As to which aspect of the mind (or soul) might not be physical, there is an account of that in medieval philosophy that I find, at least, suggestive. The physical or appetitive aspects of the psyche are what 'receives the sensations' e.g. the senses of sight, touch, hearing etc. The immaterial aspect is what recognises the form of the object. That is an intellectual judgement, which is the aspect of the psyche that is associated with 'the rational soul'. And I can think of an argument in support of that idea, but I'll leave it at that for now.
Explain how you/we know, or have compelling reasons to assume, that "consciousness is not physical" (or consistent with subject to physical laws).

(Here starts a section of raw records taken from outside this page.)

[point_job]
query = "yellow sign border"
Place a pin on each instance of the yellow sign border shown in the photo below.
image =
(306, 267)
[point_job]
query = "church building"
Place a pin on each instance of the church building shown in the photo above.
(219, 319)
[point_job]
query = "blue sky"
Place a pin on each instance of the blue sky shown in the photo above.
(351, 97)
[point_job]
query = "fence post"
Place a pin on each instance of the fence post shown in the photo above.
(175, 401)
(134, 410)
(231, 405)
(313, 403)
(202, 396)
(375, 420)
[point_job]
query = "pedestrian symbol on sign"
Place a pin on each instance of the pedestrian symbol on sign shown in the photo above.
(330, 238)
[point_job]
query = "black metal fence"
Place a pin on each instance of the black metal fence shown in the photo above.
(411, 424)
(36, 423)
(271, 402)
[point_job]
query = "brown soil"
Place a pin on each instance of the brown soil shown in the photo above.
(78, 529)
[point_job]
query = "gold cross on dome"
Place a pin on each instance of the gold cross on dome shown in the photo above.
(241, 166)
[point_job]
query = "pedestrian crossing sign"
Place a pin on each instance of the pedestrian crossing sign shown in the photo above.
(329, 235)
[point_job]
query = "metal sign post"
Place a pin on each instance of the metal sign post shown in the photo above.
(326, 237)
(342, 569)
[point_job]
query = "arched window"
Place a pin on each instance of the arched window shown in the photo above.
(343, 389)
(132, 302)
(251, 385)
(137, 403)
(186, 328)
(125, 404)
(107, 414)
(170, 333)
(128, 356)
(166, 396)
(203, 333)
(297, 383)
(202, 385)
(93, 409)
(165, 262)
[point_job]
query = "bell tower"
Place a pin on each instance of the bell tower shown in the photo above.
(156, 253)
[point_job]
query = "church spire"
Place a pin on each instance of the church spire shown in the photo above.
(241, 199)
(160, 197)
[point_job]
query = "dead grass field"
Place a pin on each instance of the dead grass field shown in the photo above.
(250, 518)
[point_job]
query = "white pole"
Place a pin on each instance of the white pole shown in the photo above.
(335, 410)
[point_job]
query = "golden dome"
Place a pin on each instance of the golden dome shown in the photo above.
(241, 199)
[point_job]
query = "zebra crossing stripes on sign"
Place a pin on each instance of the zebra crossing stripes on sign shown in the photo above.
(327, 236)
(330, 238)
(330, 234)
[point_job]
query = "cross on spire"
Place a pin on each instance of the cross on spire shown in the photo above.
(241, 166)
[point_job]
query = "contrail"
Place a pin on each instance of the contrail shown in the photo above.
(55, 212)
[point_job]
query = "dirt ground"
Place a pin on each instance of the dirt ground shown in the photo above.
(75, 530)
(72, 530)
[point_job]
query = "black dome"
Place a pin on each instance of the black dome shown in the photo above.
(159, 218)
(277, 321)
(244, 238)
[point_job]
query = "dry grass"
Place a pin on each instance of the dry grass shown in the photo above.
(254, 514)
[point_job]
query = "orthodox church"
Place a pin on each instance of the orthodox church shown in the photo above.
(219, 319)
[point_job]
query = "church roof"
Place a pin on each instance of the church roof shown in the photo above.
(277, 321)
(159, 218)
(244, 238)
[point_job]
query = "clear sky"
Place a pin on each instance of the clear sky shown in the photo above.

You quote me but do not address the points I raise and yet expect me to reply to your non sequiturs. :roll:
Quoting Patterner
Agreed, but that's not my assumption. That's a strawman.
Fair enough.
I believe pansychism would say that the fundamental laws are both material and conscious. If multiverses exist in reality then maybe part of us is in one of those. It seems our bodies are whatever is enclosed in our skin. But hypothetically there could be another body that mirrors ours and is us except they are in another place. Or say soul. Or one can dropped the materialist paradigm and believe the human body is mystical and consciousness, although coming from the brain, dies only to go into a quantum reality, or call it a mutiverse (who's to say where is where). These theories loop around together, but seriously you would have to have a true satori to know what it's like to be a brick. You don't in order to know that consciousness can't cease
This is insane. You provided the wikipedia link as part of your post! You invited people to read it!
EDIT: But never mind. We don't have to rely on wikipedia. Perhaps you could offer your own conceptions of animism and panpsychism so we can see if we we are talking about the same ideas. For example, you said that panpsychism is reductionist. I am interested in what you mean. What x does it assert is nothing other than what y?